I’m slowly making my way through a low-ceilinged hallway beneath the ominously named Bleak Falls Barrow. In my hands is my Dwarven Greatsword of Thunderbolts, which I’m told is a good thing to have. At the very least, it looks impressive. Roots are pushing their way through the walls, and every so often I see a hollow in the wall, filled with a gaunt corpse.
The air is still and everything is quiet, which makes it all the more unnerving when I hear the rasp of a sword being readied. My heart pounding in my ears and the theme music level rising, I whip around to find a draugr looking at me, Skyrim’s answer to the zombie.
A more seasoned gamer would know what to do. But since I’ve only just started playing this game, everything is a new and possibly terrifying experience. Like the dead coming back to life in full armor and weapons.
I clumsily dodge the draugrs’ swing and respond with a blind strike in its direction. The magical sword I’m using, which I only have because it shoots purple lightning, bites into the corpse, killing it again.
And then, to add insult to injury against this twice dead body, I rifle through its “pockets” for loose change. Three gold pieces and an ancient sword that I can sell for 30 gold later seem like a good haul.
Passing through this tunnel, through this maze of hallways, I keep robbing the urns and chests lining the halls. Most contain some amount of gold and jewels, or occasionally a potion of some sort, but some inexplicably have fresh food in them. In a world full of dragons, trolls and draugr, I think fresh food in a tomb that has lain untouched for millennia is the real magic.
I round the corner to find a man trapped in giant spider webs in the doorway. Because of course there are large spiders waiting to trap me, Frodo Baggins style.

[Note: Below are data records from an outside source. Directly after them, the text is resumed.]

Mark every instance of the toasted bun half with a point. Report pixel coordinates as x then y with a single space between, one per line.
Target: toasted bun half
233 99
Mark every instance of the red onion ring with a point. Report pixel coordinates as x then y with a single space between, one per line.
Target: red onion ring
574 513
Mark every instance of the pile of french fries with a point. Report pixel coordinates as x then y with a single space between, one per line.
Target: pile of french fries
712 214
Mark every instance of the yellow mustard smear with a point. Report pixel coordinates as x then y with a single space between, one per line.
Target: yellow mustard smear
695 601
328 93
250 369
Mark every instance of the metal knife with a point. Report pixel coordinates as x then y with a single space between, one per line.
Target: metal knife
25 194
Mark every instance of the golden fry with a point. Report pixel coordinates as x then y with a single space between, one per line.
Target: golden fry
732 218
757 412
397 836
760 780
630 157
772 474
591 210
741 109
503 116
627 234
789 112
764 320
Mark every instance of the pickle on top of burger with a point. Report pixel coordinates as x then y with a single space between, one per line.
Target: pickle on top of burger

I cut him down because it seems like he’s had enough trouble already. This is apparently a mistake and I’m far too trusting, because, as soon as he’s free, he bolts away, yelling something about the treasure that I’m here for.

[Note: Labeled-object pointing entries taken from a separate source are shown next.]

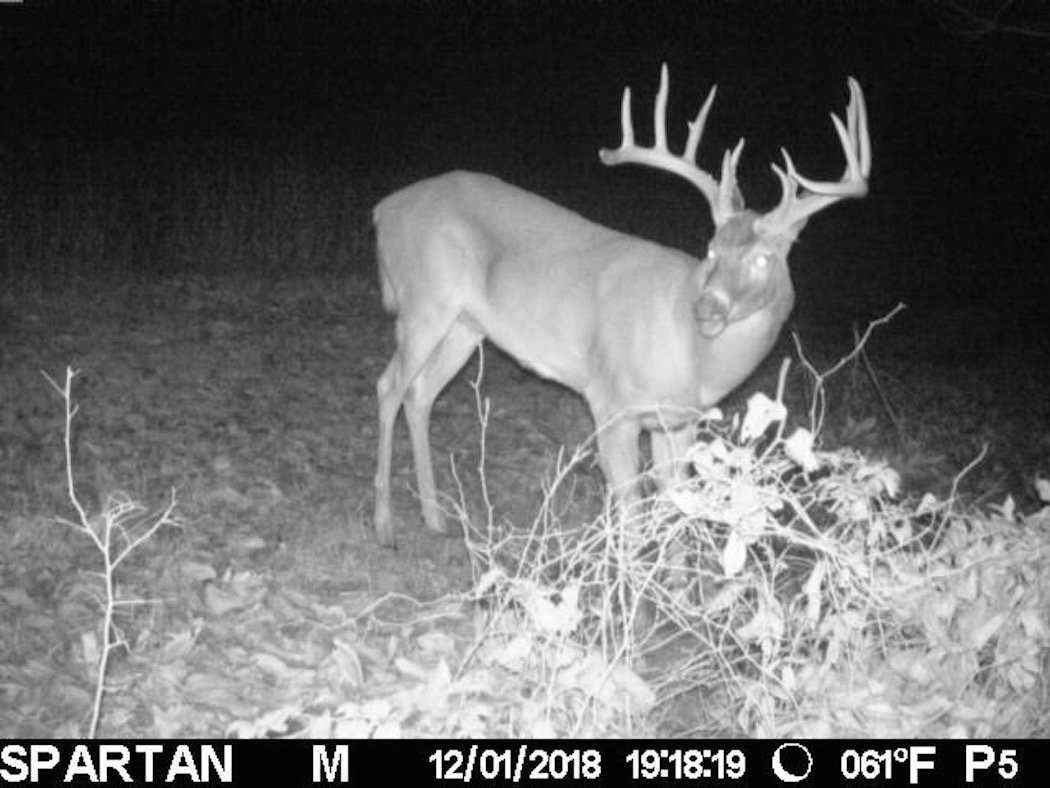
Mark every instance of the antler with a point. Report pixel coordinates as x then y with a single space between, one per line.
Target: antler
722 197
796 207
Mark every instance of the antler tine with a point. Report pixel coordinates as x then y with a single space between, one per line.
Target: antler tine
856 144
660 157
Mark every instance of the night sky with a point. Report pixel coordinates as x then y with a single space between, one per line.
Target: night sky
382 94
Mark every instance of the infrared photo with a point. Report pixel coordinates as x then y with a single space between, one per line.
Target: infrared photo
524 370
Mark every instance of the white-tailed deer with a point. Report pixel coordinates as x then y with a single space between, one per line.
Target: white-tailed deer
649 336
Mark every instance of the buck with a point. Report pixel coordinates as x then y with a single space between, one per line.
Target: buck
648 335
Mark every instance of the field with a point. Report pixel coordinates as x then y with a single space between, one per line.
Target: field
192 333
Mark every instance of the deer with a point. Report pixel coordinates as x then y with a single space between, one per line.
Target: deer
647 334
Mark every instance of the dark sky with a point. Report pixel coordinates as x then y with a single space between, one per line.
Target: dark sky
529 91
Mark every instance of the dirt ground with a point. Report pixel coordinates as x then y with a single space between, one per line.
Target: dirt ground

Chasing someone through a zombie infested maze isn’t exactly what I thought I’d be doing when I bought this game. When I bought “The Elder Scrolls: Skyrim,” I thought I’d be killing dragons and rescuing princesses, all the typical mythic stuff. But at the present moment, the only princesses I’m seeing are draugr, which I am trying my hardest to mow down left and right.

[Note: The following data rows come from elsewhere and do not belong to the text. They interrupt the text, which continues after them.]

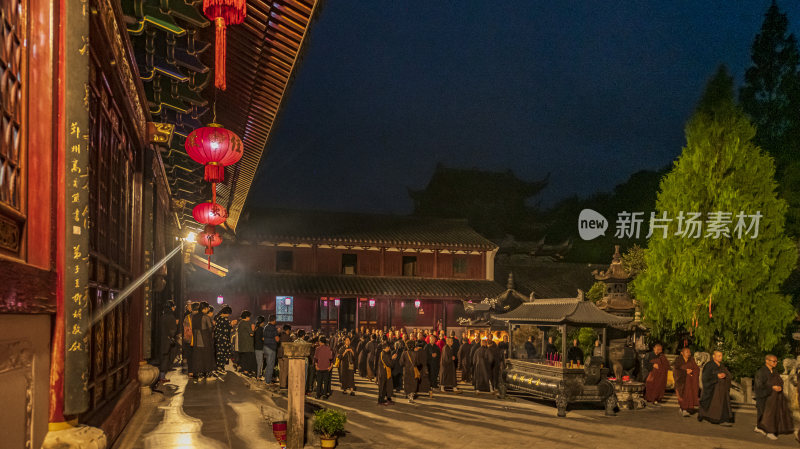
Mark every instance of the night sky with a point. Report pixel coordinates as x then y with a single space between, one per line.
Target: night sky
586 91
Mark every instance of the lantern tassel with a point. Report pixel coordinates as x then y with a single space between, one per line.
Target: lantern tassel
219 54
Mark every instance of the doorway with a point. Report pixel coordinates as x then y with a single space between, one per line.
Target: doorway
347 314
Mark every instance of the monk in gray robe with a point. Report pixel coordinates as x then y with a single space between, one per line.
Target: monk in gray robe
447 370
482 368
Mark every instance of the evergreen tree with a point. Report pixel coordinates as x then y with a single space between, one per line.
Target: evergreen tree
726 287
771 97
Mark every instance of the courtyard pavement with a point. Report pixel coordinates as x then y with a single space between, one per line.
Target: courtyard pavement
235 413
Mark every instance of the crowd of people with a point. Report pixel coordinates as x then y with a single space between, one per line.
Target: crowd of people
713 404
415 363
410 363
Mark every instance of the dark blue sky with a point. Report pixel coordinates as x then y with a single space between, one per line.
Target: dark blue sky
587 91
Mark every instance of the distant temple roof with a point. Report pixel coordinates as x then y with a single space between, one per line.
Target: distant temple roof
548 279
576 311
486 181
349 285
357 229
615 271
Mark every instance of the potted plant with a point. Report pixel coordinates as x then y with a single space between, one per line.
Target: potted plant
329 423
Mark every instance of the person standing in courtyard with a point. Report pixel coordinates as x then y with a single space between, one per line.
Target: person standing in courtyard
447 372
361 355
575 353
386 362
347 367
258 345
495 363
411 374
203 350
435 355
773 416
715 402
687 381
482 374
247 354
323 362
170 335
657 377
283 361
270 348
464 360
372 350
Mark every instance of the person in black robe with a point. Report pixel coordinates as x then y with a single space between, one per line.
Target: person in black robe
203 340
386 363
474 346
773 415
372 351
411 374
464 360
434 354
311 369
715 402
504 347
247 355
347 368
530 348
361 354
423 365
495 363
447 372
399 349
482 371
550 350
575 353
222 339
169 335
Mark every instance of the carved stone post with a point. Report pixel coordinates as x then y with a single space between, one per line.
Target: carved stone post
297 352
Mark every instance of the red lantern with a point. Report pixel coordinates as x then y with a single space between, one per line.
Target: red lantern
209 238
210 213
211 146
223 13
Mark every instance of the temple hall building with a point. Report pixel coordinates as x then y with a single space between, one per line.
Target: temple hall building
336 270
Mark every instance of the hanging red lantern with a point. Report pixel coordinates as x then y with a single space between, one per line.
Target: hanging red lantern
210 239
210 213
210 146
223 13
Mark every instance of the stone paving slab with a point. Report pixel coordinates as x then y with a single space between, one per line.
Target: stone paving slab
234 414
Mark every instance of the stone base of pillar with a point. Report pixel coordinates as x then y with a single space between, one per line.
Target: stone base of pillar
147 375
80 437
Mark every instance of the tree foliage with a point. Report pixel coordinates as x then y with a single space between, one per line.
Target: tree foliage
771 98
725 287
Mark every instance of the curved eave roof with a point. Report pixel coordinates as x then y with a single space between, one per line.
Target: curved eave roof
262 57
561 311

Eventually, the man runs over a trigger plate in the floor, which releases a spike wall right at my face, because of course that exists and still functions perfectly. Being the kind rescuer that I am, I immediately loot his corpse, gaining the Golden Claw, which is both a key that I need later and a valuable item.
Finally, I reach the end of the mission, tired and just chock full of random items. I thought at some point I’d run out of space to carry stuff, but apparently my storage goes into a pocket dimension, since I still look as sleek as ever. The arrow that marks my final destination points to the dais just ahead. One side of the platform has a curved wall filled with strange markings, one of which glows as I approach.
A strange and guttural chant fills the air as I am informed I’ve learned a magical “shout” for Unrelenting Force. Cool, so magic does exist.
The telltale creak of bones moving fills the now quiet air. I turn around slowly, dread turning my veins to ice. How many zombies do I have to re-kill before I can take all of my prizes and just leave? The words beneath his health bar tell me he’s a Draugr Overlord, which does sound rather impressive but also doesn’t bode well for me.
His first strikes knock me back, removing a good portion of my health. I hurriedly pause mid-battle, which is apparently an option, and eat six wheels of cheese, a haunch of venison, 10 apples and eight battles of Nordic ale. For my health.
I also poison the sword, because if I’m going to kill an Overlord, I’m going to use overkill. Unpausing, I strike back and then run like a coward. Hit and run, that’s the strategy. If he manages to hit me, eat more food.
At long last, I strike the killing blow, which plays in slow motion, like the best play in a game of football. Then I loot his corpse, as is now customary. All that food that I ate mid-battle isn’t cheap and I’ve grown accustomed to the large wheels of cheese. On him is the Dragonstone, which is the reason I came to this bleak hellhole in the first place. I put that in my pocket dimension, and I’m off.
I follow the tunnel in the corner out, which surprisingly leads me right to the surface. Why I couldn’t have just taken that tunnel in the first place is beyond me. Eventually I make my way back to Whiterun, the local settlement. Admittedly, it is a bit of a lackluster ending to the mission, but at this point I’m just happy that I’m no longer being jumped by re-animated corpses.